Fâsid bey’ geri çevrilince, önce, bâyı’ parayı verir. Sonra
malı geriye alır. Bâyı’, semeni aldıkdan sonra, bey’ geri çevrilmeden evvel
bundan istifâde etmesi câizdir. Fekat müşterînin maldan istifâde etmesi câiz
değildir. Mebî’i, sadaka, hediyye etmesi sahîh olur ise de, vâcibi terk etdiği
için tevbe etmesi lâzım olur. Kirâya vermesi sahîh olmaz. Satıp kazandı ise,
kârı sadaka verir. İkinci müşterînin yiyip içmesi halâl olur.
Fâsid satış, aslında sahîhdir, câizdir. Çünki, mütekavvim
olan mal satışıdır. Fekat, sıfatı islâmiyyete uygun olmayıp sahîh değildir.

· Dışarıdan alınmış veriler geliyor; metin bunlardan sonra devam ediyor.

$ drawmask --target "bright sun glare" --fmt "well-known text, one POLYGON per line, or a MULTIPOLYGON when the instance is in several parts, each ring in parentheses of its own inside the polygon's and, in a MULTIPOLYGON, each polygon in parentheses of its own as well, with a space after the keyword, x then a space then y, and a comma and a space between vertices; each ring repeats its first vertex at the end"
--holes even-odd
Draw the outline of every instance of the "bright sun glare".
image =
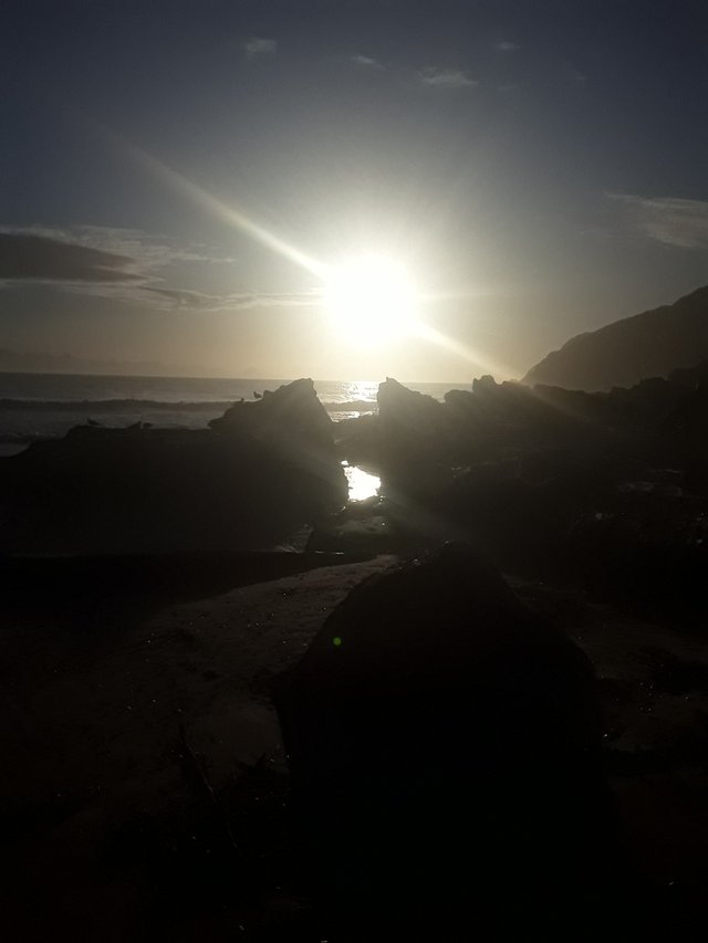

Ya’nî semen, mütekavvim mal olmıyan veyâ mebî’ veyâ semenin mikdârı ve evsâfı
veyâ veresiye satışda, semenin verileceği zemân bilinmiyen veyâ fâsid şartlar
bulunan satışdır.
Kıyemî olan bir malın iki dânesinden hangisini istersen al
diyerek satmak fâsiddir. Müşterî hangisini istersem onu alırım derse, muhayyer
olarak câiz olur.
Semen belli olmazsa, meselâ, bu malı aldığım fiyâta veyâ
hakîkî kıymetine veyâ piyasadaki kıymetine veyâ filân kimsenin aldığı fiyâta
deyip de, cinsi ve mikdârı söylenmez ise, bey’ fâsid olur. Semen, göstermekle
veyâ mikdârı ve cinsi söylenmekle ma’lûm olur. Yalnız, ekmek, gazete gibi,
kıymeti i’lân edilen ve satanın arzûsu ile değişmiyen şeylerde, semeni
bildirmeden bey’ sahîh olur. (Hadîka)da,
yimesi harâm olanları anlatırken diyor ki: (Harâm olan semen ta’yîn edilmezse,
bununla alınanın yinmesi halâl olur). İkinci kısm, 40. cı madde, 4. cü
sahîfesine bakınız!
Birşeyi [meselâ yağı], kab ile dartıp, kab için mu’ayyen bir
mikdâr dara düşmeği şart etmek fâsiddir. Kabı boş dartıp, sonra darasını düşmek
lâzımdır. Eğer kabın vezni kadar düşmek şart edilirse veyâ tenekedeki yağ,
ölçmeden, topdan sa-
tılırsa,
câiz olur. Müşterî, boş kabı dartıp söyleyince, bâyı’ inanmazsa, müşterînin
sözü kabûl olunur. [Dördüncü maddenin sonuna bakınız!]. Koçun dişiye
katılmasını satmak fâsiddir.
Ağacın vereceği meyveyi veyâ tarlanın vereceği mahsûlü,
oluncıya kadar yerinden ayırmamak şartı ile, olmadan satın almak fâsiddir.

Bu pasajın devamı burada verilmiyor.